En lien avec une probable réforme de la formation des enseignantes, la nouvelle loi prévoit dans son article 13 de confier aux Assistants d’Éducation des missions supplémentaires d’enseignement : “lorsqu’ils sont recrutés alors qu’ils sont inscrits dans une formation préparant aux concours d’accès aux corps des personnels enseignants ou des personnels d’éducation, (les assistants d’éducation)  peuvent également se voir confier, respectivement, des fonctions pédagogiques et d’enseignement ou des fonctions d’éducation”.
Cependant cela est actuellement déjà possible pour les AED ayant une licence.
Cela signifie donc que le ministère veut étendre les missions des AED à des missions de remplacement pour l’enseignement et ce en deçà de la licence dans le cadre d’une formation pour devenir enseignant-e-s.

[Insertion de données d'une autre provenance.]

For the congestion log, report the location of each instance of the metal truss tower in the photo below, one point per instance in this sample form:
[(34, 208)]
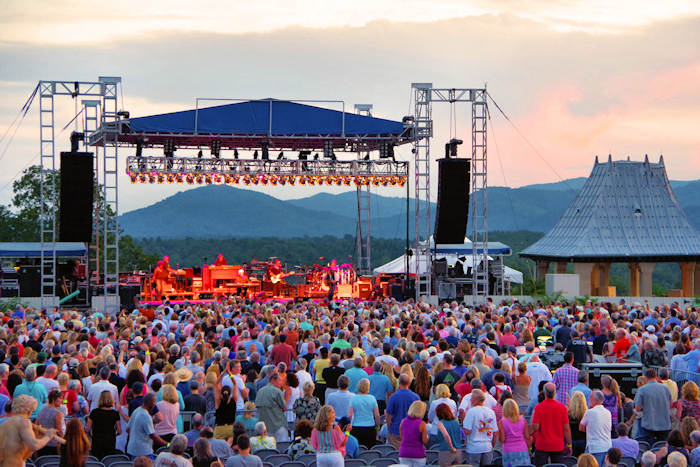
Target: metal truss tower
[(364, 213), (106, 90), (424, 95)]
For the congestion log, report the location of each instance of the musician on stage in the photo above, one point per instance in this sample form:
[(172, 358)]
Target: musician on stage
[(332, 279), (276, 275), (220, 260), (17, 435)]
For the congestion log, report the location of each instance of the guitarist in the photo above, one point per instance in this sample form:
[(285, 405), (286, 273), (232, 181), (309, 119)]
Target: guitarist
[(276, 275)]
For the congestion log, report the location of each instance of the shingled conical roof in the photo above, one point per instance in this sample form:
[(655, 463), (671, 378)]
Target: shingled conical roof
[(626, 211)]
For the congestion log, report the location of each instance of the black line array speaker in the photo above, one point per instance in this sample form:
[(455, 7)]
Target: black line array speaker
[(77, 188), (453, 200)]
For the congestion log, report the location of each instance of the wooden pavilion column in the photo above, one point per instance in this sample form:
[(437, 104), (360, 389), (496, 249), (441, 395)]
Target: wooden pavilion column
[(688, 279), (585, 273), (645, 282), (603, 279), (634, 279), (542, 268)]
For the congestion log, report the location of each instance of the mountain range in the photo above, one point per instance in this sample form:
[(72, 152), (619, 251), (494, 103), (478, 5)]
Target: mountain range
[(219, 211)]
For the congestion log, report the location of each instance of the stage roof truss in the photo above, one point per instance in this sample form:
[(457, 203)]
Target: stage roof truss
[(285, 167)]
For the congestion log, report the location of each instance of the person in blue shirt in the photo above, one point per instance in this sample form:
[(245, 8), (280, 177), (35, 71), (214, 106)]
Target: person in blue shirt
[(380, 386), (397, 409), (352, 446)]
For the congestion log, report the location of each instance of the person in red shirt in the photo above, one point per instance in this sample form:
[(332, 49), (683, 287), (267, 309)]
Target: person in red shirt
[(550, 422), (282, 352), (622, 345)]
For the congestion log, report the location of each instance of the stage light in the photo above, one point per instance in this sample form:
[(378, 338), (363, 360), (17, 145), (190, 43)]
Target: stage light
[(216, 149)]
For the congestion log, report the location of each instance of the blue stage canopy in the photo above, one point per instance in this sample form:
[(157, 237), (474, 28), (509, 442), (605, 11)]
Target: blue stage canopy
[(266, 117), (33, 249)]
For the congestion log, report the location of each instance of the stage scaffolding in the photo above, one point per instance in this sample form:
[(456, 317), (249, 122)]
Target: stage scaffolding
[(103, 109), (424, 94)]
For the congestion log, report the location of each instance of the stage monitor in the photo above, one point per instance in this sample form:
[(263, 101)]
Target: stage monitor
[(453, 200), (76, 197)]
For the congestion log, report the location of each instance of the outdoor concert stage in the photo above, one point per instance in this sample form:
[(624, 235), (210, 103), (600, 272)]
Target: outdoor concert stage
[(260, 281)]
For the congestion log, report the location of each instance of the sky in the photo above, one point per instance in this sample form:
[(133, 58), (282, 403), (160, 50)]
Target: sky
[(576, 78)]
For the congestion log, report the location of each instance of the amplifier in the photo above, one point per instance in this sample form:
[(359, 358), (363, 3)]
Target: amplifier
[(624, 373)]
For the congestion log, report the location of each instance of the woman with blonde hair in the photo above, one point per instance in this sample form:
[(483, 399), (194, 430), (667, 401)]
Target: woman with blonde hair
[(514, 434), (587, 460), (328, 439), (689, 402), (577, 409), (77, 447), (413, 432), (442, 396), (364, 415), (169, 409)]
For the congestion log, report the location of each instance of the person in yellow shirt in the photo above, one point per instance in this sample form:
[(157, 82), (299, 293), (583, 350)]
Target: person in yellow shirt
[(319, 365)]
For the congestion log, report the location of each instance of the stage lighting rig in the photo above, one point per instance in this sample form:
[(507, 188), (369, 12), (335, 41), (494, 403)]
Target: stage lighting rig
[(216, 149), (451, 147)]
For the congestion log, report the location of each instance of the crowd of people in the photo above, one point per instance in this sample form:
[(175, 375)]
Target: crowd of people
[(213, 384)]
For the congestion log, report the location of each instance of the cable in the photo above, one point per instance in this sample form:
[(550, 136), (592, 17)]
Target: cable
[(517, 130), (503, 172)]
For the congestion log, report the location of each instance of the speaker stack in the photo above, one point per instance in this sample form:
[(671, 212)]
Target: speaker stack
[(453, 200), (76, 197)]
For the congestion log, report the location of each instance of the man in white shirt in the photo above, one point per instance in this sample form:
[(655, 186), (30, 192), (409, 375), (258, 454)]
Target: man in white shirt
[(235, 374), (538, 371), (467, 403), (103, 385), (481, 428), (48, 379), (597, 423)]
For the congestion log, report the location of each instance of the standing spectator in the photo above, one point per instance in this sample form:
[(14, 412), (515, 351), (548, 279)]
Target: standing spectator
[(538, 372), (203, 454), (301, 445), (480, 426), (364, 415), (550, 423), (262, 440), (142, 433), (397, 409), (565, 378), (576, 411), (169, 409), (449, 436), (51, 417), (271, 404), (380, 386), (689, 403), (306, 407), (33, 389), (176, 456), (244, 458), (613, 398), (653, 400), (77, 446), (340, 400), (514, 434), (628, 446), (104, 425), (414, 436), (328, 439), (597, 424)]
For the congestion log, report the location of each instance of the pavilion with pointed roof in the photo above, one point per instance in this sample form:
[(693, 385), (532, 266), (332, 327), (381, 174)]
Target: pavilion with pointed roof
[(626, 212)]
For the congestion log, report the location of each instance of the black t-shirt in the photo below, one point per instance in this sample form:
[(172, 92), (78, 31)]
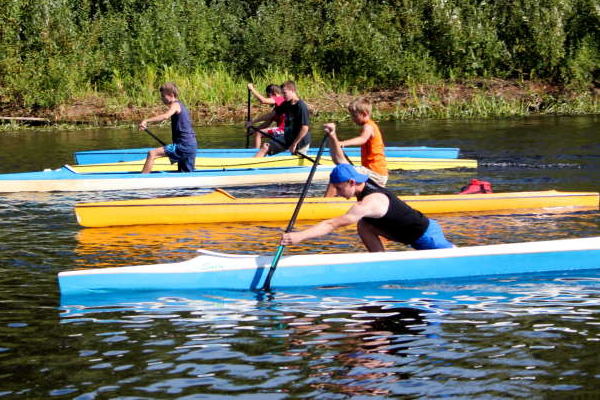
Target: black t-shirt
[(401, 222), (296, 115)]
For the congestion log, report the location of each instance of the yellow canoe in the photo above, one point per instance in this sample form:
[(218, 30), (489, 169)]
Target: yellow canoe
[(163, 164), (220, 206)]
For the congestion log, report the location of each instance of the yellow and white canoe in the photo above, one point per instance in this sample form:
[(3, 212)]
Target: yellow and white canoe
[(163, 164), (220, 206)]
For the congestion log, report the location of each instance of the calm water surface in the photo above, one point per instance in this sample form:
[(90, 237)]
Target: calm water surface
[(534, 336)]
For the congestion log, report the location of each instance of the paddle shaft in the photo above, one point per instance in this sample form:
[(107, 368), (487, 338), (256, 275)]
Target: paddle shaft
[(154, 136), (248, 119), (254, 129), (267, 284)]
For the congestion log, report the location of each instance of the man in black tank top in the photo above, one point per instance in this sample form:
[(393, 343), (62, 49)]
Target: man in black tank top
[(377, 213)]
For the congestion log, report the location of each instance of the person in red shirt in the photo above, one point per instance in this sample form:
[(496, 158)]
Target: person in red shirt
[(274, 98)]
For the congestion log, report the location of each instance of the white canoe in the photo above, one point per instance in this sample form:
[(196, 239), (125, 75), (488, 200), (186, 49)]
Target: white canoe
[(226, 271)]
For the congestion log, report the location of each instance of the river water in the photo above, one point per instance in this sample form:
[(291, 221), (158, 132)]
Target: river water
[(533, 336)]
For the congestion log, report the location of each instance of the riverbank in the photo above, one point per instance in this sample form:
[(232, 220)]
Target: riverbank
[(458, 100)]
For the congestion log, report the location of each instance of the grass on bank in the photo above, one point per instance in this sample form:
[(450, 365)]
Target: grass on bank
[(218, 97)]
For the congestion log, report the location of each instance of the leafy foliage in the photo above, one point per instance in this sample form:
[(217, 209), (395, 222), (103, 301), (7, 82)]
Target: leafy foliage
[(56, 49)]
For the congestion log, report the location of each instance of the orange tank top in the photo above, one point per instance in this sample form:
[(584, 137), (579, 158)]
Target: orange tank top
[(372, 153)]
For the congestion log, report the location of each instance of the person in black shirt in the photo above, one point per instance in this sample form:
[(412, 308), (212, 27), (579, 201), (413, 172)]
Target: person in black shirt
[(378, 213), (296, 131)]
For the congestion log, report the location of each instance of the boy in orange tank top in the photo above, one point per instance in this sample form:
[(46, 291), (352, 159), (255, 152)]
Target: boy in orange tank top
[(372, 152)]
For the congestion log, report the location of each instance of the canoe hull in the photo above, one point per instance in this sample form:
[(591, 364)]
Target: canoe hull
[(119, 155), (65, 179), (218, 207), (217, 271), (203, 163)]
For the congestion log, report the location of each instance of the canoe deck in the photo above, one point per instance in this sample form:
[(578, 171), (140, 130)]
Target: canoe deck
[(66, 179), (119, 155), (247, 272), (163, 163), (220, 206)]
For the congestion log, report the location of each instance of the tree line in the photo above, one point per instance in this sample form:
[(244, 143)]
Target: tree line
[(53, 50)]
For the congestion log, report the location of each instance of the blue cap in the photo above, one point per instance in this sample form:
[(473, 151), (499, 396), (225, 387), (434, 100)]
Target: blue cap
[(345, 172)]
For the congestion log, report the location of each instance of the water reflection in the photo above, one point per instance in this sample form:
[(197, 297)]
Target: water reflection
[(432, 339)]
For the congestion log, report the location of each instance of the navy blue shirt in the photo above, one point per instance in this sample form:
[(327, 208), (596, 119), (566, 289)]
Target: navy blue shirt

En clair, les AED pourront assurer des missions de remplacement avec un BAC + 2 dans le cadre d’une formation en étant sous payé comme AED. De grosses économies en perspective pour le ministère.
Ils-elles seraient amené-e-s à faire un certain nombre d’heures de cours à partir de la L2 :
-8 heures en L2 (Licence 2ème année) et L3, dans le cadre de co-interventions en classe ou de l’aide aux devoirs en L2, puis de la prise en charge de l’APC dans le premier degré ou de l’AP et des EPI dans le second degré
-en M1 (Master 1ère année), 8 heures dans le premier degré et 6 heures dans le second degré, dans le cadre de la prise en charge intégrale de classes

La rémunération de ces heures de cours correspondrait à 240 euros par mois pour les 312 heures de cours ainsi réalisées sur l’année.
Une nouvelle fois, on n’hésite pas à exploiter les personnels plus précaires en flexibilisant leurs missions et leur temps de travail pour pallier les suppressions de postes d’enseignant-e. Ceci constitue à la fois une attaque contre les droits et les missions des personnels enseignant-e-s et des AED.
Cette mesure s’inscrit dans un projet de casse du concours et du statut, avec la mise en œuvre d’une formation destinée à déboucher sur un recrutement direct par les chef-fe-s d’établissement
Elle décline une forme inédite d’austérité budgétaire, avec une rémunération de l’heure de cours scandaleusement basse.
Entre cela et la contractualisation croissante des enseignant-e-s du 1 er degré notamment pour effectuer des missions de remplacement, on a une vague idée du projet de démantèlement du service public d’éducation et de la fonction publique en général qu’est en train d’entreprendre le gouvernement.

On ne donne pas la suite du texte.